C’est avec une grande tristesse et beaucoup d’émotion que j’ai appris la disparition de Jean Lévy, délégué régional des Fils et Filles de Déportés Juifs de France.
Infatigable passeur de mémoire, il a œuvré sans relâche pour transmettre l’histoire des déportés, dénoncer la barbarie nazie et rappeler l’horreur de la Shoah, dont il était un rescapé.

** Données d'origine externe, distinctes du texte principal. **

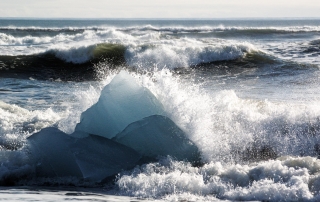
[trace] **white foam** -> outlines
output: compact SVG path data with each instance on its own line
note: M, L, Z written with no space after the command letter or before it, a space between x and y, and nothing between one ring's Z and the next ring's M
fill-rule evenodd
M56 43L59 41L67 41L70 40L70 37L67 35L59 34L54 37L49 36L23 36L23 37L15 37L13 35L8 35L4 33L0 33L0 45L3 46L30 46L30 45L42 45L48 43Z
M305 163L311 157L291 160ZM311 158L313 164L320 161ZM287 161L270 160L252 165L222 165L209 163L204 167L191 167L187 163L163 159L136 167L123 173L116 184L121 193L129 196L211 201L267 200L267 201L316 201L319 192L308 186L319 184L319 171L310 174L304 166L286 165ZM309 164L308 164L309 165ZM312 167L312 165L309 165ZM316 180L314 180L316 178ZM310 184L311 183L311 184Z
M1 140L23 141L33 132L57 123L61 116L51 108L29 111L17 105L0 101L0 134Z
M126 61L135 67L178 68L201 63L233 60L246 53L257 50L249 43L217 42L203 43L191 39L160 40L145 46L130 46L126 52Z

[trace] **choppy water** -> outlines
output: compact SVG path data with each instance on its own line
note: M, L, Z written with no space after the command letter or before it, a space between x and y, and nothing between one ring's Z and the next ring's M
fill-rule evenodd
M1 19L0 184L108 187L152 200L318 201L319 65L318 19ZM48 127L73 133L120 70L162 103L201 163L161 157L99 184L30 177L26 138Z

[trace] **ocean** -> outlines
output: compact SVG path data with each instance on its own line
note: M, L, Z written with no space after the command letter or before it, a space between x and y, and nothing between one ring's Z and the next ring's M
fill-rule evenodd
M320 201L320 19L0 19L0 200Z

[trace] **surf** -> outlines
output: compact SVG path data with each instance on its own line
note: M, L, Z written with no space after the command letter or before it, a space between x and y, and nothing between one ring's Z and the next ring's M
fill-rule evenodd
M318 201L318 21L5 23L2 186Z

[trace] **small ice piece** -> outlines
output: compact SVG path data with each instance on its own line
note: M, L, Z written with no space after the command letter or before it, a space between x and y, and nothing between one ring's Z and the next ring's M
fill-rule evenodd
M112 140L156 158L170 155L177 160L199 162L199 151L168 117L153 115L134 122Z
M94 134L111 139L129 124L151 115L165 115L162 104L121 71L104 87L99 101L81 114L72 136Z
M140 160L136 151L109 139L74 138L57 128L42 129L27 140L38 177L74 176L99 182Z

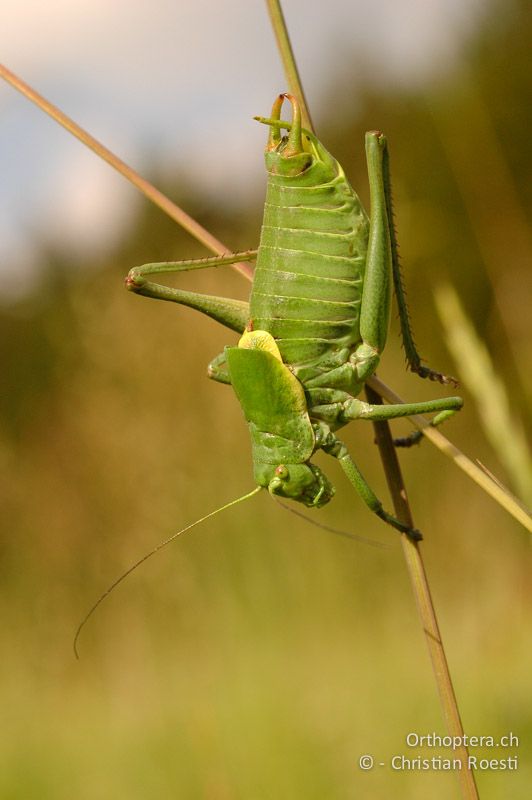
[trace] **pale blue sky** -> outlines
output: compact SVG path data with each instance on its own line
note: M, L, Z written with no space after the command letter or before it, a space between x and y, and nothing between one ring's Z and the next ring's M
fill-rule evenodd
M493 2L285 0L314 116L334 78L356 85L342 53L357 50L375 80L422 83L452 69ZM262 180L264 131L251 118L285 88L262 0L3 0L0 50L141 172L175 167L211 194L231 181L237 198ZM0 272L16 295L33 281L42 232L96 256L136 195L3 85L0 114Z

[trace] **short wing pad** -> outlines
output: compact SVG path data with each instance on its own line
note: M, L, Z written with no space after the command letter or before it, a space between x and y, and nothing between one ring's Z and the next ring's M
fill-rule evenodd
M227 347L225 352L257 460L269 464L307 461L315 440L301 383L265 350Z

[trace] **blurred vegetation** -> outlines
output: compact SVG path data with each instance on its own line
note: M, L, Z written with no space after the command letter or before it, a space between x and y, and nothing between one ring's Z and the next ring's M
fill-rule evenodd
M531 36L529 4L494 4L450 76L407 93L368 75L362 98L344 78L316 121L364 198L363 131L387 132L422 353L460 375L432 301L445 278L522 418L531 392ZM228 219L191 187L161 188L235 249L257 242L258 194ZM34 295L0 312L0 796L457 796L451 773L357 767L366 752L418 755L406 734L444 728L399 541L334 464L337 498L320 518L384 548L318 531L261 495L146 564L91 621L81 662L72 657L77 623L125 566L252 487L241 412L205 376L236 337L122 289L131 265L193 255L203 253L146 207L99 265L43 254ZM229 269L183 283L248 292ZM405 373L395 320L379 374L405 398L440 392ZM509 481L464 395L445 433ZM386 497L370 428L351 426L345 438ZM521 740L518 772L479 774L481 797L525 798L529 542L428 444L402 463L466 731Z

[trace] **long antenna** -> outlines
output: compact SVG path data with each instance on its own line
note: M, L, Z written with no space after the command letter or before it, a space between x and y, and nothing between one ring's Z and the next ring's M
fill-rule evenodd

Son action résonne particulièrement à Vénissieux, marquée par le sauvetage de 108 enfants juifs, exfiltrés d’un camp d’internement par une communauté d’hommes et de femmes au courage exceptionnel, refusant l’innommable et empêchant leur déportation. Grâce à ces Justes, à ces résistants, qui ne pouvaient tolérer la collaboration active de Vichy et de l’Etat Français, un espoir est né dans le contexte terrible de la grande rafle du 26 août 1942.

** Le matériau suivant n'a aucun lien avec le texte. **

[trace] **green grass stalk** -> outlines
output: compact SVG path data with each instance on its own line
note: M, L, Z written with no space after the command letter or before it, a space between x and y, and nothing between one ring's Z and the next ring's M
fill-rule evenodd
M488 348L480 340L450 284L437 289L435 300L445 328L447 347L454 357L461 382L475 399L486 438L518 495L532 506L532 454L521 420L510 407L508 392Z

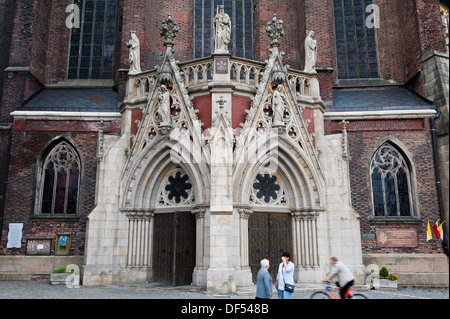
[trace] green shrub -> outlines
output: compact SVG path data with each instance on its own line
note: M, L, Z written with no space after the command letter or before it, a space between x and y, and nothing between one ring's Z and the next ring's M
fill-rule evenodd
M59 268L56 268L56 269L53 269L52 270L52 273L53 274L64 274L64 273L66 273L67 271L66 271L66 266L63 266L63 267L59 267ZM71 271L70 271L70 273L73 273L74 272L74 269L72 269Z
M65 272L66 272L66 266L59 267L59 268L52 270L52 273L54 273L54 274L63 274Z
M389 276L389 271L386 267L381 268L380 270L380 279L386 279Z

Comme le rappelait Jean Lévy, « l’histoire de la Shoah répond aussi à un devoir civique ». Restons fidèles à son engagement constant contre l’oubli et pour la transmission de cette mémoire, un exemple précieux pour les jeunes générations.
Vénissieux, ville de Résistance, perd un compagnon fidèle très lié à notre travail de mémoire et à son histoire.
En mon nom personnel et au nom de la Ville de Vénissieux, j’adresse mes sincères condoléances à sa famille, à ses proches et aux membres des Fils et Filles de Déportés Juifs de France.